Mine are, more of the same, we’ll be struggling through for a couple more years… generally I believe there will be a modest increase in the business environment driven by a more positive view out of the USA, dragging Asia into growth. But overall National Governments have insufficient tools to recreate strong growth experienced in the past, but sufficient means with which they can stave of depression. We’ll be meandering along for quite a while until “something turns up”.
I’m not an economist, and so as a laymen I’ve tried to piece together some of the better thinking I’ve seen on the web.
One concept, raised a year ago by Larry Summers of Harvard University is the term “secular stagnation” to describe what the developed world is going through. This was also commented on by Martin Wolf a year ago also. It seems they believe we’ll reflect what has happened in Japan for the past few decades.
Weak consumer demand and excess savings will make it impossible to stimulate growth with the usual tool of low short-term interest rates, he argued. Unlike previous periods of no-growth, or recession like the 2000 tech bubble or the 2007 recession, there will be some fundamental forces at play that have created this and will continue to keep growth diminished.
This time there are some major shifts in the west which indicate the US, Europe Australasia and China are unlikely to be the drivers of future growth. The key amongst this is a significant ageing of the developed worlds population.
An ageing population could hold down growth and interest rates through several means. The most direct is through the supply of labour. An economy’s potential output depends on the number of workers and their productivity. In both Germany and Japan, the working-age population has been shrinking for more than a decade, and the rate of decline will accelerate in coming years (see chart). Britain’s potential workforce will stop growing in coming decades; America’s will grow at barely a third of the 0.9% rate that prevailed from 2000 to 2013. Even China’s working age population is set to decline.
The Economist states, all else being equal, a half percentage-point drop in the growth of the labour force will reduce GDP growth by a similar amount.
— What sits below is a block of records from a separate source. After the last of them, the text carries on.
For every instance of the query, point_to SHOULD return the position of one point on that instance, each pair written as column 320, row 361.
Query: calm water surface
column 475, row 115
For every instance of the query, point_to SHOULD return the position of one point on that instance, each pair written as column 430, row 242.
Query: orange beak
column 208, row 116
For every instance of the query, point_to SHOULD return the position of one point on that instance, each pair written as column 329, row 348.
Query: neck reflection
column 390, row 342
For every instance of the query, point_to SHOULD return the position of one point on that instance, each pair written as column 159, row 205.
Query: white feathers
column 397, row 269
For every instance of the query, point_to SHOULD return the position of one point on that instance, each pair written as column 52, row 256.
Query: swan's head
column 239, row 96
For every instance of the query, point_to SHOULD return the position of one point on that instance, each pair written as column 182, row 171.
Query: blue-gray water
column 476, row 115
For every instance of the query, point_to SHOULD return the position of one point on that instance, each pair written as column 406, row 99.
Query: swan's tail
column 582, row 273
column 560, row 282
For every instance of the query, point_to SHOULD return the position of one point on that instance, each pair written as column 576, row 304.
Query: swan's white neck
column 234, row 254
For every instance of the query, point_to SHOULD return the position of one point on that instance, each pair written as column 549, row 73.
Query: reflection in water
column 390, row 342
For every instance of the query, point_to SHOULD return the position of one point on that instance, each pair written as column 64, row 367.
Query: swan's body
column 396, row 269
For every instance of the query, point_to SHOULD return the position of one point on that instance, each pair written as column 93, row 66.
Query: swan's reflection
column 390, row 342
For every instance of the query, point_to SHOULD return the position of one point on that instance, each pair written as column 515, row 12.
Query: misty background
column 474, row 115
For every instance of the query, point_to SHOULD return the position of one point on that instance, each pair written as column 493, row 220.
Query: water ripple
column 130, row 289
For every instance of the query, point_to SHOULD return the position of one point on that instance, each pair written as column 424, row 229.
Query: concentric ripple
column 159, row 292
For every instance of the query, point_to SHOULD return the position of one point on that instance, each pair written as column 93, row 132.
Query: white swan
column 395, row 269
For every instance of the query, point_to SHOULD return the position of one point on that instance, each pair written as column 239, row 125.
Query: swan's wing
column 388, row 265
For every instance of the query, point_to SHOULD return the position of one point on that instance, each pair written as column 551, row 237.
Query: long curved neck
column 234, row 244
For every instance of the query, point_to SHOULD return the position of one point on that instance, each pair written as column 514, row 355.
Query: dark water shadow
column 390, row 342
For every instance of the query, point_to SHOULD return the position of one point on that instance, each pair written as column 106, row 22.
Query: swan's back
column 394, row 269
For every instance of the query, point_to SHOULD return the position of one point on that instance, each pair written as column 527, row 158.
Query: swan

This is now coming into effect in the US, and Western Europe as the post-war baby boomers consider retirement. It happened in Japan a decade ago. As populations age, more and more effort will be spent saving for retirement (depressing consumption) rather than spending on marriage, babies, housing and education.
The size and age of the population also influences how many customers and workers businesses can tap, and so how much they will invest, and thus a decline in spending customers depresses business.
And so we are now entering into a different world, a business environment in the West where growth is no longer propelled by a youthful population growing and spending. The US and the West is entering into a Japan like permanently low growth phase where more people are considering saving rather than spending.
This will also impact on Asia- not the decline in working population- the working population of ASEAN is set to increase still.
But will there be high paying jobs for all these new workers?
Thinking abut our current economic environment, where do all our fantastic manufactured products go? Most to the West. If Western demand slows, we will need to boost local demand, led by increased wages. BUT if wages increase without increasing productivity then the work will migrate to other low cost centres, maybe even back to Europe and the US where higher wages are supported by even higher productivity.
So we are in for different and more challenging times.
We can’t assume strong growth in Asia no matter what. Our future is still linked to the West. We have a challenging future ahead.